Live Soundtrack: claire rousay x The Bloody Lady (Viktor Kubal)

Live Soundtrack: claire rousay x The Bloody Lady (Viktor Kubal)

Acclaimed composer provides sombre Slovak animation film with stunning soundtrack

The Bloody Lady (Viktor Kubal, 1980, 1u12min)

Viktor Kubal (1923-1997) is considered the father of Slovakia’s animated film. His showpiece is Krvavá pani, or The Bloody Lady. The National Film Institute Hungary: “If there is a single jewel worthy of discovery in Slovak animation, then The Bloody Lady is certainly it.”

The film is based on the gruesome folk tale about Elisabeth Báthory (1560-1614), the best known serial killer in Slovakian and Hungarian history. She even achieved a macabre record in the Guinness Book of Records, as a murderer with the most deaths to her name. The reason for her compulsion to kill: hoping to remain eternally young, she was convinced that bathing in blood would make her skin youthful.

claire rousay

claire rousay has been praised by The New York Times, which included her album Sentiment in its Best Albums of 2024 ranking, in the good company of Charlie XCX and Nala Sinephro. She recently made the cover of our favourite monthly magazine, The Wire, which described her music as “intimate, emotionally raw and unflinching”. Jeff Tweedy (Wilco) is a fan (see also: their collaboration on the single How Sweet I Roamed) and gifted her a load of instruments after hearing that her flat had been burgled during a tour.

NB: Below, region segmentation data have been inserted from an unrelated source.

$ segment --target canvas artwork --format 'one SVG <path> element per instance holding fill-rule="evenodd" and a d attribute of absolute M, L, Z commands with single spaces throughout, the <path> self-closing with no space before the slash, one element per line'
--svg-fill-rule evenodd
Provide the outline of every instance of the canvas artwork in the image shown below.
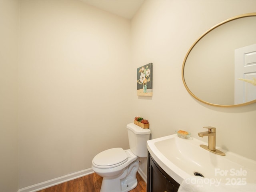
<path fill-rule="evenodd" d="M 153 95 L 153 64 L 149 63 L 137 69 L 137 94 Z"/>

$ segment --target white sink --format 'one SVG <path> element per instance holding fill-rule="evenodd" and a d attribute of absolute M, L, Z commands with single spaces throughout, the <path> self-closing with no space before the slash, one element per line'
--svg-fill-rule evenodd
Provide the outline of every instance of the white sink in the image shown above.
<path fill-rule="evenodd" d="M 175 134 L 149 140 L 147 147 L 156 162 L 180 184 L 195 172 L 226 185 L 256 184 L 256 161 L 223 149 L 226 156 L 219 155 L 200 147 L 201 144 L 208 144 Z"/>

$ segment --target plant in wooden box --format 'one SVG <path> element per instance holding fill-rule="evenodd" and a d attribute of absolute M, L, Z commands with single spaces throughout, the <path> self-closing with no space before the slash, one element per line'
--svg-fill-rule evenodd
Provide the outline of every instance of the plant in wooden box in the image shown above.
<path fill-rule="evenodd" d="M 136 117 L 134 118 L 134 124 L 138 126 L 139 122 L 140 122 L 142 119 L 143 119 L 143 118 L 142 117 Z"/>
<path fill-rule="evenodd" d="M 143 119 L 142 117 L 135 117 L 134 118 L 134 124 L 140 126 L 144 129 L 149 128 L 148 121 L 146 119 Z"/>

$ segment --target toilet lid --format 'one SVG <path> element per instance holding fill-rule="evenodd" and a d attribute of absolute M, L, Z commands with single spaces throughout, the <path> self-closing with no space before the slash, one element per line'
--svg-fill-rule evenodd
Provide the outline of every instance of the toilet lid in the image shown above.
<path fill-rule="evenodd" d="M 127 154 L 121 148 L 113 148 L 102 151 L 92 160 L 95 166 L 111 168 L 121 165 L 128 160 Z"/>

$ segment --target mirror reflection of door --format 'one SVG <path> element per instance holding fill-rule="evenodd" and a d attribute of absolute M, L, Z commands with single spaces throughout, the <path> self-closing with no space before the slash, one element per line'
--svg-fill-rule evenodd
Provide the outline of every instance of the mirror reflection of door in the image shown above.
<path fill-rule="evenodd" d="M 235 50 L 235 104 L 256 99 L 256 86 L 239 78 L 256 78 L 256 44 Z"/>

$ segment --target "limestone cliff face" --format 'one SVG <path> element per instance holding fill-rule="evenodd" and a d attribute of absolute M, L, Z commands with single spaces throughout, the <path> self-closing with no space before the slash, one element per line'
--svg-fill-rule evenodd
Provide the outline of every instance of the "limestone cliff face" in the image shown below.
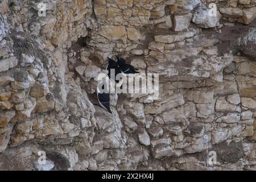
<path fill-rule="evenodd" d="M 46 169 L 255 169 L 256 1 L 218 2 L 1 1 L 0 169 L 42 151 Z M 117 55 L 159 97 L 112 94 L 110 114 L 96 77 Z"/>

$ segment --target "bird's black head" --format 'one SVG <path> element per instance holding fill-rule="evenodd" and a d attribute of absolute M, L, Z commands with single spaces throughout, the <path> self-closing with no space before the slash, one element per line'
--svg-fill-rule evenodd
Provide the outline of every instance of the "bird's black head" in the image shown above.
<path fill-rule="evenodd" d="M 117 63 L 115 63 L 115 60 L 112 59 L 111 58 L 108 57 L 108 59 L 109 60 L 109 64 L 110 65 L 114 65 L 117 64 Z"/>
<path fill-rule="evenodd" d="M 122 57 L 121 57 L 119 56 L 117 56 L 117 64 L 118 65 L 123 65 L 125 64 L 125 59 L 124 59 Z"/>

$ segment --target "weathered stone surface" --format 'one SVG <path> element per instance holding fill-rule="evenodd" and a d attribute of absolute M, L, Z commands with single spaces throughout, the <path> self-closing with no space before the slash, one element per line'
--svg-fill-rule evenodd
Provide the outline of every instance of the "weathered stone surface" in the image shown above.
<path fill-rule="evenodd" d="M 204 5 L 201 5 L 199 9 L 196 10 L 193 14 L 192 21 L 202 28 L 216 27 L 221 15 L 217 10 L 216 12 L 214 12 L 216 14 L 216 15 L 211 15 L 210 10 Z"/>
<path fill-rule="evenodd" d="M 255 0 L 46 1 L 45 17 L 14 2 L 0 2 L 0 170 L 43 169 L 42 150 L 54 170 L 254 169 Z M 117 55 L 159 73 L 159 97 L 98 106 Z"/>
<path fill-rule="evenodd" d="M 217 111 L 235 111 L 237 106 L 229 104 L 224 97 L 221 97 L 216 101 L 215 109 Z"/>
<path fill-rule="evenodd" d="M 101 27 L 99 34 L 110 40 L 121 39 L 125 42 L 127 39 L 127 32 L 125 26 L 103 26 Z"/>
<path fill-rule="evenodd" d="M 46 113 L 53 110 L 55 106 L 55 100 L 51 93 L 40 98 L 36 102 L 34 111 Z"/>
<path fill-rule="evenodd" d="M 171 35 L 156 35 L 155 41 L 162 43 L 171 44 L 174 42 L 174 37 Z"/>
<path fill-rule="evenodd" d="M 15 115 L 15 111 L 14 110 L 1 111 L 0 114 L 0 127 L 6 127 Z"/>
<path fill-rule="evenodd" d="M 249 24 L 256 18 L 256 7 L 243 10 L 242 20 L 244 23 Z"/>
<path fill-rule="evenodd" d="M 174 30 L 179 31 L 187 30 L 189 26 L 192 15 L 191 13 L 184 15 L 175 15 L 174 19 Z"/>
<path fill-rule="evenodd" d="M 251 98 L 242 97 L 241 100 L 243 106 L 248 109 L 256 108 L 256 101 Z"/>
<path fill-rule="evenodd" d="M 152 149 L 151 154 L 154 158 L 158 159 L 164 156 L 172 155 L 174 151 L 170 146 L 160 144 Z"/>
<path fill-rule="evenodd" d="M 228 96 L 226 100 L 229 103 L 234 105 L 237 105 L 241 102 L 240 96 L 239 94 Z"/>
<path fill-rule="evenodd" d="M 213 92 L 194 91 L 193 98 L 195 103 L 212 103 L 213 102 Z"/>
<path fill-rule="evenodd" d="M 150 144 L 150 138 L 148 134 L 146 131 L 142 131 L 141 133 L 138 134 L 138 138 L 139 139 L 139 143 L 144 145 L 149 146 Z"/>

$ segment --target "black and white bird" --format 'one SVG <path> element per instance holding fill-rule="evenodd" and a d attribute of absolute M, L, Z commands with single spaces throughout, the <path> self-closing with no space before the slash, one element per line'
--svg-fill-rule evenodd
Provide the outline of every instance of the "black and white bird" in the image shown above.
<path fill-rule="evenodd" d="M 112 77 L 114 78 L 115 82 L 118 82 L 118 80 L 115 80 L 115 77 L 117 75 L 122 73 L 122 71 L 114 60 L 109 57 L 108 57 L 108 59 L 109 60 L 109 64 L 106 68 L 106 70 L 108 71 L 108 76 L 109 78 L 112 78 Z M 112 72 L 111 71 L 112 69 Z"/>
<path fill-rule="evenodd" d="M 117 56 L 117 65 L 120 68 L 121 71 L 122 71 L 122 73 L 124 75 L 127 74 L 135 74 L 139 73 L 139 72 L 137 71 L 138 69 L 136 69 L 131 65 L 126 64 L 125 63 L 125 60 L 123 58 L 121 57 L 120 56 Z"/>
<path fill-rule="evenodd" d="M 103 81 L 98 84 L 97 87 L 97 97 L 100 106 L 106 110 L 109 113 L 112 114 L 110 110 L 109 92 L 104 92 L 104 85 L 106 83 L 106 81 Z"/>

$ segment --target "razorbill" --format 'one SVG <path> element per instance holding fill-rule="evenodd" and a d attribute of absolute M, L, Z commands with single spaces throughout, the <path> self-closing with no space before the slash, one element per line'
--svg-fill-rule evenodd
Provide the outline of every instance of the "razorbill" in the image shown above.
<path fill-rule="evenodd" d="M 125 63 L 125 60 L 123 58 L 121 57 L 120 56 L 117 56 L 117 64 L 120 68 L 120 69 L 122 71 L 122 73 L 124 75 L 126 74 L 135 74 L 139 73 L 139 72 L 136 71 L 138 70 L 131 65 L 126 64 Z"/>

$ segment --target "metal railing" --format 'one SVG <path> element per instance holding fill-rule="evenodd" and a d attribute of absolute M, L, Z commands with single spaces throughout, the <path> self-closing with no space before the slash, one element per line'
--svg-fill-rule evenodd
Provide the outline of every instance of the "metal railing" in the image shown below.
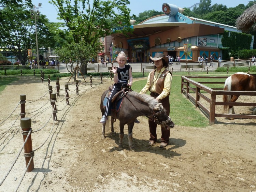
<path fill-rule="evenodd" d="M 142 72 L 143 70 L 144 72 L 149 72 L 154 69 L 154 63 L 128 63 L 132 67 L 133 72 Z M 188 70 L 206 70 L 208 68 L 209 70 L 214 70 L 219 67 L 250 67 L 251 65 L 255 65 L 255 62 L 252 62 L 251 59 L 234 59 L 232 60 L 223 60 L 220 62 L 218 60 L 200 62 L 199 61 L 190 62 L 186 64 L 185 62 L 174 62 L 169 63 L 168 69 L 173 71 L 186 71 Z M 114 65 L 117 65 L 117 63 L 113 64 Z M 75 67 L 76 64 L 74 64 Z M 111 69 L 112 64 L 102 64 L 101 63 L 88 63 L 87 64 L 87 72 L 109 72 Z M 59 65 L 40 65 L 39 68 L 35 66 L 33 68 L 31 65 L 9 65 L 0 66 L 0 70 L 15 70 L 20 69 L 56 69 L 58 70 L 60 73 L 68 73 L 69 71 L 72 72 L 70 65 L 60 64 Z"/>

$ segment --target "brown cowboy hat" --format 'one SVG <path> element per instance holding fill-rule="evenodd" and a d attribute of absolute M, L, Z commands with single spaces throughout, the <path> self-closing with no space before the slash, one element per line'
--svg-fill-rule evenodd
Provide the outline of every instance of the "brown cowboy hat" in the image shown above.
<path fill-rule="evenodd" d="M 152 59 L 153 61 L 158 61 L 158 60 L 162 59 L 165 61 L 165 62 L 167 63 L 168 64 L 169 62 L 169 59 L 168 57 L 166 56 L 165 56 L 165 55 L 162 53 L 156 53 L 156 54 L 155 54 L 155 56 L 154 58 L 151 56 L 150 59 Z"/>

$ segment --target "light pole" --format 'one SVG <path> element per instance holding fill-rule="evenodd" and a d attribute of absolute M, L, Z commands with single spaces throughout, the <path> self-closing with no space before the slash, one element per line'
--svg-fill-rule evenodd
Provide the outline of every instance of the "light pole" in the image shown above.
<path fill-rule="evenodd" d="M 34 15 L 35 19 L 35 40 L 37 41 L 37 64 L 38 68 L 39 68 L 40 65 L 38 60 L 39 58 L 39 54 L 38 51 L 38 41 L 37 40 L 37 19 L 39 18 L 39 8 L 42 7 L 42 3 L 38 3 L 38 6 L 36 7 L 35 5 L 34 5 L 34 10 L 30 10 L 31 12 L 31 15 Z M 34 17 L 31 17 L 31 18 L 33 19 Z"/>
<path fill-rule="evenodd" d="M 187 69 L 187 63 L 188 61 L 187 60 L 187 49 L 188 47 L 188 39 L 187 40 L 187 45 L 186 47 L 186 70 Z"/>

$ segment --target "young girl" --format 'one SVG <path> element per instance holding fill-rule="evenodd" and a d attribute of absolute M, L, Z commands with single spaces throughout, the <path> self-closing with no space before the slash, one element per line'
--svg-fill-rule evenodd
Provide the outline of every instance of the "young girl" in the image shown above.
<path fill-rule="evenodd" d="M 100 121 L 102 123 L 106 122 L 108 115 L 111 115 L 111 100 L 116 93 L 121 90 L 122 85 L 124 83 L 127 83 L 127 86 L 131 86 L 132 84 L 131 68 L 129 65 L 125 64 L 126 56 L 125 53 L 121 51 L 118 54 L 116 61 L 118 67 L 113 66 L 112 70 L 110 70 L 114 73 L 114 82 L 115 83 L 109 98 L 107 101 L 105 114 L 103 115 Z"/>

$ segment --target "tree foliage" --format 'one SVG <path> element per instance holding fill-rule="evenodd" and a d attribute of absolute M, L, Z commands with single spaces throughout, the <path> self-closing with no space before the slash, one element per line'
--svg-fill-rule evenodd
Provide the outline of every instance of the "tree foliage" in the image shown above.
<path fill-rule="evenodd" d="M 5 17 L 0 21 L 1 45 L 16 46 L 12 48 L 12 52 L 23 65 L 27 59 L 28 49 L 31 46 L 36 47 L 34 20 L 31 18 L 29 8 L 25 5 L 20 5 L 18 9 L 13 5 L 4 7 L 1 12 Z M 54 45 L 54 35 L 49 30 L 51 25 L 46 16 L 40 15 L 37 24 L 39 46 Z"/>
<path fill-rule="evenodd" d="M 132 19 L 136 20 L 135 25 L 139 24 L 144 20 L 152 17 L 163 14 L 162 11 L 157 11 L 154 10 L 145 11 L 140 13 L 138 16 L 134 14 L 132 15 Z"/>
<path fill-rule="evenodd" d="M 130 27 L 130 10 L 126 6 L 130 3 L 128 0 L 52 0 L 49 2 L 58 10 L 59 18 L 64 20 L 68 28 L 69 35 L 65 40 L 68 43 L 84 42 L 91 46 L 95 56 L 102 45 L 99 38 L 115 33 L 125 35 L 132 30 Z M 90 58 L 85 59 L 88 61 Z M 87 62 L 85 63 L 86 67 Z M 82 68 L 85 74 L 86 68 Z"/>

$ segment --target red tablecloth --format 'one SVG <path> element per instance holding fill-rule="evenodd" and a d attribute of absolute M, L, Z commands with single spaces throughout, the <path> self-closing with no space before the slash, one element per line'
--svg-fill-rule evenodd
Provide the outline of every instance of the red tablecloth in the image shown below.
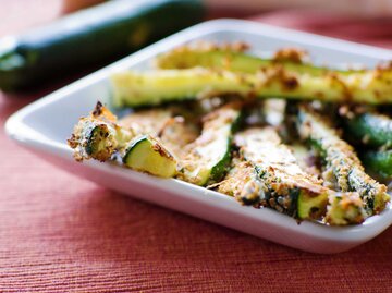
<path fill-rule="evenodd" d="M 7 19 L 11 2 L 0 0 L 2 35 L 52 17 L 30 7 L 28 17 Z M 258 20 L 391 46 L 391 22 L 293 15 Z M 1 126 L 41 94 L 0 93 Z M 392 228 L 347 253 L 308 254 L 65 173 L 9 141 L 3 127 L 0 139 L 0 292 L 392 292 Z"/>

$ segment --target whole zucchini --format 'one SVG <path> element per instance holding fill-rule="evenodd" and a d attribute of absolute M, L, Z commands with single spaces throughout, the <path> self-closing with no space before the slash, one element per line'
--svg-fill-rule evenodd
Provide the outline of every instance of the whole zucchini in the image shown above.
<path fill-rule="evenodd" d="M 345 118 L 345 130 L 348 136 L 372 147 L 389 148 L 392 146 L 392 119 L 376 111 L 354 113 Z"/>
<path fill-rule="evenodd" d="M 368 150 L 363 155 L 365 166 L 384 180 L 392 179 L 392 149 Z"/>
<path fill-rule="evenodd" d="M 200 0 L 113 0 L 0 40 L 0 88 L 110 62 L 203 20 Z"/>

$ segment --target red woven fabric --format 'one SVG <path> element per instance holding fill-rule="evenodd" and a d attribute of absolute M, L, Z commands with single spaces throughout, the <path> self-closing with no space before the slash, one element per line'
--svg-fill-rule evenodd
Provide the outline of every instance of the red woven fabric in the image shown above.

De Standaard on Sentiment: “The Canadian-American has made one of the most devastating albums of the year. Heartbreakingly beautiful.” Latest feat: a little death, about which Pitchfork wrote: “rousay’s most polished and straightforward work, one that seeks to take her from collagist to capital-C Composer.”

claire rousay x The Bloody Lady

“When I watched The Bloody Lady for the first time, I was distracted by the music of composer Juraj Lexmann. The film only revealed its secret when I turned off the sound. Suddenly, I had no idea anymore about how I should feel about what I was seeing. That uncertainty allowed me to project my own experience onto the images”, says rousay (CA/US).

Along the way, an unexpected personal connection turned up: a year earlier, on tour, rousay had made field recordings in the forests around the ruins of the Báthory castle. rousay: “I checked the location on Google Maps and was amazed to see that I had made recordings there. A cosmic coincidence.”

Those recordings also found their way onto the soundtrack. Bad Seeds icon Warren Ellis had this to say: “I found myself living inside this wonderful record one day, and decided I needed to own a real copy. Variously described by others as dreamy, menacing and haunting.”

Fun fact I: Swedish black metal band Bathory is named after Elisabeth Báthory.

Fun fact II: The Báthory castle is better known as Čachtice Castle, which was used as the location for the film Nosferatu by F.W. Murnau. That film was provided with a live soundtrack during BRDCST 2024 by black metal legend Attila Csihar.